Dual generation modes and memory control

Key Features

Generate speech from text with optional voice clips.
Switch between native wrapper and ComfyUI-managed modes.
Load custom Gemma text encoders in safetensors or GGUF.
Adjust steps, CFG scale, duration, and memory policy.
Apply trained voice LoRAs for consistent vocal styles.
Offload models to CPU after each generation.
Release cached models on demand with unload node.
Automatic model download and old-file cleanup.

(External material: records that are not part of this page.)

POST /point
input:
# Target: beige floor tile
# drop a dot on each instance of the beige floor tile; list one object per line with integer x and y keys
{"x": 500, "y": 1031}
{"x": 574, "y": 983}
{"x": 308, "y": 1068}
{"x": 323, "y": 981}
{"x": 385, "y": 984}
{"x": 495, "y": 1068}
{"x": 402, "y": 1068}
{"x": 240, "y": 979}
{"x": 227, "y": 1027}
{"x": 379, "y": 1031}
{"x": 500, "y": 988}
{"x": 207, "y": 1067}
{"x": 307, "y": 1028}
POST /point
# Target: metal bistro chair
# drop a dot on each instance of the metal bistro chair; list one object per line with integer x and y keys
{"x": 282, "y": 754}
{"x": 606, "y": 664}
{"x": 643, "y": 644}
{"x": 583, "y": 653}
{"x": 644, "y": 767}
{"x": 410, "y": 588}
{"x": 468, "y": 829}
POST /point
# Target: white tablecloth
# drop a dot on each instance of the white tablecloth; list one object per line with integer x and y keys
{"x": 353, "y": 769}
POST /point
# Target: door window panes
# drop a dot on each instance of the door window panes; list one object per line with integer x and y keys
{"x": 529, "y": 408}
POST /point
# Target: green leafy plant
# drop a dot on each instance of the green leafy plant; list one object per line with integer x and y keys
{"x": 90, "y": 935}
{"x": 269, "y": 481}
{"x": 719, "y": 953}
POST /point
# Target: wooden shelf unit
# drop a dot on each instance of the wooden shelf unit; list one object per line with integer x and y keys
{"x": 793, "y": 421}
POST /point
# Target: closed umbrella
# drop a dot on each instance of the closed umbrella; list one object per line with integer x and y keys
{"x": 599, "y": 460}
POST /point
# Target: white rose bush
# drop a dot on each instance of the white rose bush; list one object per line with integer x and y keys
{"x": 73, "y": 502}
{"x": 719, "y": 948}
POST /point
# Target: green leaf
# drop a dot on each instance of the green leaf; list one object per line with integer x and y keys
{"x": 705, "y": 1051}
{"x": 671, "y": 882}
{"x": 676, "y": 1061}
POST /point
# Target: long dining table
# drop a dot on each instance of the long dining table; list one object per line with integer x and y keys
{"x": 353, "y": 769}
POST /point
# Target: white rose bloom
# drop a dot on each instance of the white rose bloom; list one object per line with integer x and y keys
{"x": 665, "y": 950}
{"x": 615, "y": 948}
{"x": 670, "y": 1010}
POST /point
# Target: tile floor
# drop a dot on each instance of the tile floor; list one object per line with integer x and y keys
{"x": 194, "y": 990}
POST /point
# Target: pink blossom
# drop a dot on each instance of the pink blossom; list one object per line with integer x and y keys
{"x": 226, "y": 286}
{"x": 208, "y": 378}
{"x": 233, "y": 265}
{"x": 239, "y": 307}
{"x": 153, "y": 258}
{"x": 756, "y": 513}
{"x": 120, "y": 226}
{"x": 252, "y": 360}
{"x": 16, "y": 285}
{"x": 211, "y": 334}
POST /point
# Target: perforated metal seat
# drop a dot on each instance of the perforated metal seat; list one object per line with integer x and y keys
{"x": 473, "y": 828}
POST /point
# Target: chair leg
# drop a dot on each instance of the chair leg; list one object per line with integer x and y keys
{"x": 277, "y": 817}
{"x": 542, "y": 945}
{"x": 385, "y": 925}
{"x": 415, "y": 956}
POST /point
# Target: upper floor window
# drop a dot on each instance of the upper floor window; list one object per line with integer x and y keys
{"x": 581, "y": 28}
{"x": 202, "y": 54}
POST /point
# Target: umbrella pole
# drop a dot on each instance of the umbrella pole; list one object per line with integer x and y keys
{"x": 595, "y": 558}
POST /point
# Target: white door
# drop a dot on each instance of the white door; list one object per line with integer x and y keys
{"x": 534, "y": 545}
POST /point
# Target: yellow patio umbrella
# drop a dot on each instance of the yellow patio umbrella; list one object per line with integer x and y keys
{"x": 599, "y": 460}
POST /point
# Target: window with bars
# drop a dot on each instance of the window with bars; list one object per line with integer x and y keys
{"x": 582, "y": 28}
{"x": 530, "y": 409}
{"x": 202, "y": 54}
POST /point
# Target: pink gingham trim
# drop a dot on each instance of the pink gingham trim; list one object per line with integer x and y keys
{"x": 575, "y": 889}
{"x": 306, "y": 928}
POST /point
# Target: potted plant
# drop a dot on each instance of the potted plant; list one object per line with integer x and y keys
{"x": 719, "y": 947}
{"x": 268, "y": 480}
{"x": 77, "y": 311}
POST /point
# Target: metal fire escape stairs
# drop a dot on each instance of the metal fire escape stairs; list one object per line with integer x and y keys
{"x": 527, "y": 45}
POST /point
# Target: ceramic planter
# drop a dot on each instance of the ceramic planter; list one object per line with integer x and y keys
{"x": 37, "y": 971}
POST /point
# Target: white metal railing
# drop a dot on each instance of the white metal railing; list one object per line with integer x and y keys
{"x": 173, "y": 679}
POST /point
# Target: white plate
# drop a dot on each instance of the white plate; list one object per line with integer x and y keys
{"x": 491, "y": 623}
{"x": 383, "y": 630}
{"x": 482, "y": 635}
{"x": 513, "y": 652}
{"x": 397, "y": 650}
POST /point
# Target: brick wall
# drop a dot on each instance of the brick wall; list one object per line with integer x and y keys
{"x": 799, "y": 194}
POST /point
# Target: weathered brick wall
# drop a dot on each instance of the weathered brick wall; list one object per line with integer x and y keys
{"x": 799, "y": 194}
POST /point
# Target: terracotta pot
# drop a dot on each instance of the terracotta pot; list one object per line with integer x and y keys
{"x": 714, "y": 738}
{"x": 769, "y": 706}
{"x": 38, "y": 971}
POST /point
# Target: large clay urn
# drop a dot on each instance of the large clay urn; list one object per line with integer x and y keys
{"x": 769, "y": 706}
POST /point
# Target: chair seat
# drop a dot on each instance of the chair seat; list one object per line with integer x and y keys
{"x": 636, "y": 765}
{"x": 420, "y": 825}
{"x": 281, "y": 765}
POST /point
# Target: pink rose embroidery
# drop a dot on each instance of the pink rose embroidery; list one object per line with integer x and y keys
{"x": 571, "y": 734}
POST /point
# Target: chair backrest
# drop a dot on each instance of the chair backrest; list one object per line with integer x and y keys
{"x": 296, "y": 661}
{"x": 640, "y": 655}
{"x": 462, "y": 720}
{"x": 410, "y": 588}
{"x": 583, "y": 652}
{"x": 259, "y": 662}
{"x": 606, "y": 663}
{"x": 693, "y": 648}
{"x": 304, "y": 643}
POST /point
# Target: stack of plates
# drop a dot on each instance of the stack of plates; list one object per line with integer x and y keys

This tool suits creators who already build image and video pipelines in ComfyUI and want to add voiceovers or dialogue locally. It’s especially useful for privacy-conscious professionals because all processing stays on the user’s own machine. While a 16 GB GPU is recommended for smooth performance, the add-on’s memory offloading options let lower-VRAM systems handle generation too.

What the developer says

FranckyB notes that the clip_loader mode gives better ComfyUI-native memory control but may produce slightly different tone or pacing compared to the original DramaBox pipeline. He plans to integrate Audio Prompt Presets into his Prompt Manager add-on, making it easier to build repeatable speech workflows. The project automatically removes old snapshot files and downloads the default 8 GB Gemma encoder if missing, keeping setup lean.